Information will be analyzed using computer models that will “predict individual people’s behavior and what someone who is starting to have cognitive decline’s behavior would be,” says lead researcher Amina Qutub, an associate professor in the Department of Biomedical Engineering. The goal, she says, is to identify how daily behavior correlates with neurodegenerative disease and its progression in the body.

“We’re mapping daily behaviors to the ability of new neurons to form for the same individuals,” Qutub says. “Our goal is to figure out if there’s something that you’re doing on a daily basis that changes the ability of your cells to repair.”

Researchers cannot expect participants to volunteer their brain cells. Instead, Qutub says, they will use cells taken from blood draws every six months. Working with UTSA’s Stem Cell Core, peripheral cells from a person’s blood will be extracted and injected with a solution that changes a cell’s gene expression. The process reprograms the cells to form parts of functional brain tissue, according to Qutub.

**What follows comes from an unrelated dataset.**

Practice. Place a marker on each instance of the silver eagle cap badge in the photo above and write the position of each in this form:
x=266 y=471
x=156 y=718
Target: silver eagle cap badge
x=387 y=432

If researchers could predict early changes associated with cognitive decline, Qutub says, there would be an opportunity to step in and provide treatment or adjust a person’s behavior. “Can we pick up decline 10 or 20 years before there’s any of the symptoms that would show up clinically?” she says. “Can we intervene at that point and even reverse what would happen?”

The Quantu Project team plans to partner with health institutions in the area to help recruit participants, collaborations that can give researchers access to additional information from clinical assessments and tests.